The Consumer Financial Protection Bureau (“CFPB”) has issued several statements affecting the credit reporting industry in the last few months, including one on medical debts and one on auto financing, while at the same time emphasizing that the definition of a consumer reporting agency (“CRA”) should be interpreted broadly to include not just credit reporting companies and tenant screeners but also “other data brokers.” This means that any company collecting “Big Data” and hoping to convert that data into profit by offering reports on individual consumers should beware and consider themselves a CRA that is subject to the Fair Credit Reporting Act (“FCRA”) and the CFPB. 

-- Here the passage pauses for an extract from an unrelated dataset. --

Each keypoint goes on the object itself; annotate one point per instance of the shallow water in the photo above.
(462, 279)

CRAs now must provide consumers with a means to remove, challenge or update items on their credit report that appear because the consumer has been the victim of a severe form of human trafficking or sex trafficking. This means that CRAs must develop new processes to accept, evaluate and police these kinds of reports from consumers. New changes to Regulation V, the implementing regulation of the FCRA, require completely new processes to be established to accommodate and manage such reports, and these obligations apply not just to the nationwide credit bureaus but to all companies that qualify as a CRA. Another new duty all CRAs will have to face is to track and monitor state laws addressing credit reports, as a result of the CFPB’s Interpretive Rule that seeks to limit the preemptive effects of the FCRA. As the CFPB says in the rule, this means that, “[s]tates therefore retain substantial flexibility to pass laws involving consumer reporting to reflect emerging problems affecting their local economies and citizens.”